'Quiet diplomacy' led to release
WASHINGTON — It took months of “quiet diplomacy,” a change in U.S. presidents and an American diplomat’s extraordinary, secret visit to Pyongyang to bring Otto Warmbier home.
U.S. special envoy Joseph Yun was a household name to almost no one before Warmbier’s return to Ohio on Tuesday, yet he joins an exceedingly short list of U.S. officials to set foot in furtive North Korea in recent years. The last such visit is believed to have been in November 2014, when former National Intelligence Director James Clapper brought home two other jailed Americans.
New details that emerged Thursday about Yun’s brief visit to the North Korean capital illustrate the deep level of estrangement between the U.S. and North Korea, two countries that don’t have diplomatic relations and have technically been in a state of war for more than half a century, despite the armistice that ended the Korean War.
When Yun finally laid eyes on the comatose Warmbier in a North Korean hospital, it was the first time the U.S. could verify his condition in person since his sentencing more than a year earlier, the State Department said.

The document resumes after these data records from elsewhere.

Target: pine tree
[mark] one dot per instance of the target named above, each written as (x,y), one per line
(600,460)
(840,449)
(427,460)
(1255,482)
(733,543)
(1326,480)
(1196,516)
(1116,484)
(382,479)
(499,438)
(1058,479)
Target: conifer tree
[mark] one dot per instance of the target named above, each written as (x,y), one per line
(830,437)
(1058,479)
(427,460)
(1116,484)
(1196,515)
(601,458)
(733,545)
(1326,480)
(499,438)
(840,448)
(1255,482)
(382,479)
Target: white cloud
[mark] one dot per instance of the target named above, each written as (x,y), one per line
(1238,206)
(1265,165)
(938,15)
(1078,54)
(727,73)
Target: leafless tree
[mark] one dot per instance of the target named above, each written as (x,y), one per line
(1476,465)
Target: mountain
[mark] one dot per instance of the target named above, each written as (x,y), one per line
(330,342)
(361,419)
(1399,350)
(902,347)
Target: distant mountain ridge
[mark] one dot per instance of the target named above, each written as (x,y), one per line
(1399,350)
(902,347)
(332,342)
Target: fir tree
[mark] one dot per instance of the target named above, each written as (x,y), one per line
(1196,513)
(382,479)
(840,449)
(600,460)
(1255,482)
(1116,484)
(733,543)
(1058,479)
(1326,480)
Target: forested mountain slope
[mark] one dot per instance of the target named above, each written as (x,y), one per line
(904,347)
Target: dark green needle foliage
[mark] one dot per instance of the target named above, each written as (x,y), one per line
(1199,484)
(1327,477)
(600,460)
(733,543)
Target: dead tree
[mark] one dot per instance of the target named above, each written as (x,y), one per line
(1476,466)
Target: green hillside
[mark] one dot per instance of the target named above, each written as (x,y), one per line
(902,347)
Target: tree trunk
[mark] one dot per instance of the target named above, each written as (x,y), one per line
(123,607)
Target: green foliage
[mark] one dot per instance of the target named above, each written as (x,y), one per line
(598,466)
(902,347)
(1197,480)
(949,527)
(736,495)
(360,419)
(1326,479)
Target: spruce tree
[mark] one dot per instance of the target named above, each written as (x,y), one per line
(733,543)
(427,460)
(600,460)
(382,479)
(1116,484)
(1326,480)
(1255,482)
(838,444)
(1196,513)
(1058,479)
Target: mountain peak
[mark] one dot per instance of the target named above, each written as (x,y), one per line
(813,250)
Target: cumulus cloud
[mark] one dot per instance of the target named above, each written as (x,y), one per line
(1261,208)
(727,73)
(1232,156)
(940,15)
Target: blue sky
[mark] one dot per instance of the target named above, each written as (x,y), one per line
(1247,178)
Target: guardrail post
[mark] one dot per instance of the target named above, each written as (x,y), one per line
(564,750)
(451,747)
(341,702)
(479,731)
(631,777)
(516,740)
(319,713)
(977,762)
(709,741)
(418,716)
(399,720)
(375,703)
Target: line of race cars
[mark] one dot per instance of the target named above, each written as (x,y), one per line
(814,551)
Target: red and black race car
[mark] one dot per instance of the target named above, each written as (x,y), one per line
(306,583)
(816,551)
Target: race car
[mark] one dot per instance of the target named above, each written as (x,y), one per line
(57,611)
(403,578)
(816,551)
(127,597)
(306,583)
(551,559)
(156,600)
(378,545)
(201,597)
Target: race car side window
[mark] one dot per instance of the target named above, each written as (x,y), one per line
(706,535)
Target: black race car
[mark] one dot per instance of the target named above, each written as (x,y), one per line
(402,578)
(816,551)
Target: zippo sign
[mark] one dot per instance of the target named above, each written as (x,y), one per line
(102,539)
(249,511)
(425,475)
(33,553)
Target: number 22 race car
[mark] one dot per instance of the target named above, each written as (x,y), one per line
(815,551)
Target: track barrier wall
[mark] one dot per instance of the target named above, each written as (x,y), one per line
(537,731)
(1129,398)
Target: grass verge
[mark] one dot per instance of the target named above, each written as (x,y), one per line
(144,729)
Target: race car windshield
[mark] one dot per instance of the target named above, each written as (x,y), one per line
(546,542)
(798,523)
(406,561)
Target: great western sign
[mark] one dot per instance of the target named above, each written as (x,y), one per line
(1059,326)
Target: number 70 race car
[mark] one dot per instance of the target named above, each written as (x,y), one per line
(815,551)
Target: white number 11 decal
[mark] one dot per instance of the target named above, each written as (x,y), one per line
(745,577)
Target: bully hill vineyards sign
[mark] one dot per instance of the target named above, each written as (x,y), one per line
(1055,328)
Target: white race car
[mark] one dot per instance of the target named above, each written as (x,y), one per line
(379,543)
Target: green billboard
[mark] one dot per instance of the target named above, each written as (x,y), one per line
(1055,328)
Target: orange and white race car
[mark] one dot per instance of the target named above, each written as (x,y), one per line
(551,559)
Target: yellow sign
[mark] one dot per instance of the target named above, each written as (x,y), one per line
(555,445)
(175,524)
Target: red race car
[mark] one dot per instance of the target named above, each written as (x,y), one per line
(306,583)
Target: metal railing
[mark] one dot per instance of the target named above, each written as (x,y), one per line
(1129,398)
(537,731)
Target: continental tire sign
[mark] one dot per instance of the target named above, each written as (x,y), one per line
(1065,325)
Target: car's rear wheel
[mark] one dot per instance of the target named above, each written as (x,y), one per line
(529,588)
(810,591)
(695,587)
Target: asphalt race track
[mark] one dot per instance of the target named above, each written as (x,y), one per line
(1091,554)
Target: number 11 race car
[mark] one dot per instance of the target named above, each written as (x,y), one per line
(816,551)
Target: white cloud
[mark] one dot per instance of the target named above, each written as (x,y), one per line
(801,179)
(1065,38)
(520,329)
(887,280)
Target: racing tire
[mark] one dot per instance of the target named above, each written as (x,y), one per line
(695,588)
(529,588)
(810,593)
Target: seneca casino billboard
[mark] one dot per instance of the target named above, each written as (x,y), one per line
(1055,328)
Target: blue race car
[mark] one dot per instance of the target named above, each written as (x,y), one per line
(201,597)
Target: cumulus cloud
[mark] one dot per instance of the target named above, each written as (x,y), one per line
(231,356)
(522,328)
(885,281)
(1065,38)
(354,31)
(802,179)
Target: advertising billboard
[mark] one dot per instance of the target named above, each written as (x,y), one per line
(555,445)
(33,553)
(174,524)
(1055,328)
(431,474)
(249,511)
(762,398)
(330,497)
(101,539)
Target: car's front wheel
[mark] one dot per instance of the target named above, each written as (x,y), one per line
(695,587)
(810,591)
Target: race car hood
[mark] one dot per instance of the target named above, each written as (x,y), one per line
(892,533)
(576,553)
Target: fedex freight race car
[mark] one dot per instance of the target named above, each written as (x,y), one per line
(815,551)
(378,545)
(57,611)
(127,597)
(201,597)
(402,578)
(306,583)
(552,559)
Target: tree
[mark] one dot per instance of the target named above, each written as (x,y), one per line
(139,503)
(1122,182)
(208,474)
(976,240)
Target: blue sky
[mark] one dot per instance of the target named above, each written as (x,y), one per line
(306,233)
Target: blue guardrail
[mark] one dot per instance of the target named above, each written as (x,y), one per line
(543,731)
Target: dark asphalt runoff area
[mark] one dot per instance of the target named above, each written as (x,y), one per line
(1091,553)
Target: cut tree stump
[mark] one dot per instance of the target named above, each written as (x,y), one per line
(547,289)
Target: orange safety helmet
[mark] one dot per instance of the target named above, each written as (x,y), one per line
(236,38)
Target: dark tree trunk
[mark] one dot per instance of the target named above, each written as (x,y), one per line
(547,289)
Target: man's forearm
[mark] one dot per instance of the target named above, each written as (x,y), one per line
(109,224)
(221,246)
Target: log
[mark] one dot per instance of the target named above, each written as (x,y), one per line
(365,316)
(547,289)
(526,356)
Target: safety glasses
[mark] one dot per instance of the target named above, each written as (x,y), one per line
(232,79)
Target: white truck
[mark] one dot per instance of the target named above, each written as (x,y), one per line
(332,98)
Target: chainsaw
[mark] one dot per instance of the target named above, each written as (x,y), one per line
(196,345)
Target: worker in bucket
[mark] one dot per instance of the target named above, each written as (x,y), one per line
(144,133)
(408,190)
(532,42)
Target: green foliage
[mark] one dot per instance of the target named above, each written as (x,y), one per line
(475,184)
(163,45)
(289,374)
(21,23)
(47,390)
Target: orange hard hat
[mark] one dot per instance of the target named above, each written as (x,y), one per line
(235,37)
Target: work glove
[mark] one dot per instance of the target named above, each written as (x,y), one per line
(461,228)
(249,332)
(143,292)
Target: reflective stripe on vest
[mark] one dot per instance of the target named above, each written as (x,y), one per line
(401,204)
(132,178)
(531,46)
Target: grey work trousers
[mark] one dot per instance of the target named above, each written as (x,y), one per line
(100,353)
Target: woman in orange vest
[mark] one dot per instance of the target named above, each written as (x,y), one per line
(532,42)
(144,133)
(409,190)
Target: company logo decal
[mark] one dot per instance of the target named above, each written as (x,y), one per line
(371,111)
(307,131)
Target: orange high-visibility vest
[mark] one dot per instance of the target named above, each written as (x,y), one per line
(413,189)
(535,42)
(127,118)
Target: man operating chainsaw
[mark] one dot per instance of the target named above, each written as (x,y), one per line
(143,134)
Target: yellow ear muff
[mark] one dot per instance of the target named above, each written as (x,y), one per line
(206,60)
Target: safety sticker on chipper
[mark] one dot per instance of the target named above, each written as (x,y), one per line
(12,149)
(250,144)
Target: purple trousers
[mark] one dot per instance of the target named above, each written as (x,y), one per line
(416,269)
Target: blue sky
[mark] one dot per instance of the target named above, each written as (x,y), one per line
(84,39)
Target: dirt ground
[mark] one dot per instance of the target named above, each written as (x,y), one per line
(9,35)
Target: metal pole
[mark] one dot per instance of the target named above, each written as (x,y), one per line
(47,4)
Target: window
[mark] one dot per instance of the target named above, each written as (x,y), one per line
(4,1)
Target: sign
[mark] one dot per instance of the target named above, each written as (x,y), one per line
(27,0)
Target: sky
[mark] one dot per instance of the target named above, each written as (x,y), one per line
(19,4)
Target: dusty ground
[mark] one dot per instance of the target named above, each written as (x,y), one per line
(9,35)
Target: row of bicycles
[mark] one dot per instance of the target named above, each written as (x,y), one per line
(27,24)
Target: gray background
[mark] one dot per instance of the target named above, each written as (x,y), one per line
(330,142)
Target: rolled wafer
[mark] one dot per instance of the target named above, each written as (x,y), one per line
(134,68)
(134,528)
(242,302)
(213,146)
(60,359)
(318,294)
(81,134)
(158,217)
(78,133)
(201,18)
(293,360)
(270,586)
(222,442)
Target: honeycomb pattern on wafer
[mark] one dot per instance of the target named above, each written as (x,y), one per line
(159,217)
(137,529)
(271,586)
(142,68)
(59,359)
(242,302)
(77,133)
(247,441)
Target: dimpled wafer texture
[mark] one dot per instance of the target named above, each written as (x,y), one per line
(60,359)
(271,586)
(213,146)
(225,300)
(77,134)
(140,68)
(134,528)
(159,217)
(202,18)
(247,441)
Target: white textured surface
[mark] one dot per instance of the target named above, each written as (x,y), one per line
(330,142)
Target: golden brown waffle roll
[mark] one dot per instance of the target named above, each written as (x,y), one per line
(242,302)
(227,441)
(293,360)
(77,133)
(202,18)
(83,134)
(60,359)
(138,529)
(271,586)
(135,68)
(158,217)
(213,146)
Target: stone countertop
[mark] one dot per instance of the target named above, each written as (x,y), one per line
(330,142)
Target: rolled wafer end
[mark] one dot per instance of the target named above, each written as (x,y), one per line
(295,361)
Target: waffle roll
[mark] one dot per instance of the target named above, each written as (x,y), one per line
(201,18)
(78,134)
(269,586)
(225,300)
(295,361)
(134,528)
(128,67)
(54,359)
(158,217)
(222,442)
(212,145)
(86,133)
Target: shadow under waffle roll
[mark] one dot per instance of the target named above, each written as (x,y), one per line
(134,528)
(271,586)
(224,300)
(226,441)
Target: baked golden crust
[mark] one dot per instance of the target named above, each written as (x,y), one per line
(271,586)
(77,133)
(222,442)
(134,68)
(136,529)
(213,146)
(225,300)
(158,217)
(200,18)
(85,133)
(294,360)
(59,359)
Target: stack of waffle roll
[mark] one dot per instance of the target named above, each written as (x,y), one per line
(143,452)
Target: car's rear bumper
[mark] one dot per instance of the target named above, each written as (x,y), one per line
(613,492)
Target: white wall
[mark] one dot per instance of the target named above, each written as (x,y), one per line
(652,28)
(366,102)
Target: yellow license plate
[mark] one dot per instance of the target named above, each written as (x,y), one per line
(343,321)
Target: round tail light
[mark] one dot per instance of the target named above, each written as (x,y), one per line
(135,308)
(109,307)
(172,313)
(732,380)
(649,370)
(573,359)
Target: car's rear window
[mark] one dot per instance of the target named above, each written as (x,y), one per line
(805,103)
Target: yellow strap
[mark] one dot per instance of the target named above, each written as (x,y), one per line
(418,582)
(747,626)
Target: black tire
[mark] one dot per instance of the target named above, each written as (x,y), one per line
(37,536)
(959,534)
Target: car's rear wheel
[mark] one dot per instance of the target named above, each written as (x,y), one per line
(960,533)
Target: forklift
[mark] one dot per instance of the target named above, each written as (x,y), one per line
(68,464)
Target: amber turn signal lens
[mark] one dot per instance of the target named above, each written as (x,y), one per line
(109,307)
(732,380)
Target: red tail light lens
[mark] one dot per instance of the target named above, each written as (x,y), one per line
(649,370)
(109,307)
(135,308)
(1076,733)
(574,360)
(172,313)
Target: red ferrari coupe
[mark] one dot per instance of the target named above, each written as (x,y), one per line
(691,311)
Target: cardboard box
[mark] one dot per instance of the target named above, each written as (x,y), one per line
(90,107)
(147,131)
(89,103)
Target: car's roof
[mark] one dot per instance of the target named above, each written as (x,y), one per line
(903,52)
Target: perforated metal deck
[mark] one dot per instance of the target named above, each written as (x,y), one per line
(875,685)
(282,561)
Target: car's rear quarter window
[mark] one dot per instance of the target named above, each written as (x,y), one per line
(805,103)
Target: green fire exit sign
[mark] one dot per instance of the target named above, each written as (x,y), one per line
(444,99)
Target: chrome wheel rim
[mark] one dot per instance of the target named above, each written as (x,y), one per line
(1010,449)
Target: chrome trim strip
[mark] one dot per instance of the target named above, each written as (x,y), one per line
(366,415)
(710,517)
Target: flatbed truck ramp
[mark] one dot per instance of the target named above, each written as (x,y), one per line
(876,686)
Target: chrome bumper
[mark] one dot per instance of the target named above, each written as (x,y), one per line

For Yun, a longtime Asia hand who joined the foreign service in 1985, the trip was the culmination of a series of delicate and rare conversations between the U.S. and North Korean officials that transpired since President Donald Trump took office.
They started in Norway, playing the role of neutral third party, and moved to New York, where North Korean diplomats are accredited at the United Nations.
Warmbier, 22, spent almost a year-and-a-half in captivity after being arrested in January 2016. The North accused the University of Virginia student of entering the country under the guise of a tourist and plotting against the nation’s unity with “the tacit connivance of the U.S. government.”
Paraded before the media a month later in Pyongyang, he tearfully apologized for attempting to steal a political banner from a staff-only section of his hotel. The Swedes, who represent U.S. interests in North Korea, managed to visit him in March 2016, a few weeks before he was sentenced to 15 years hard labor.
What happened next, and how Warmbier ended up in a coma, is still unclear.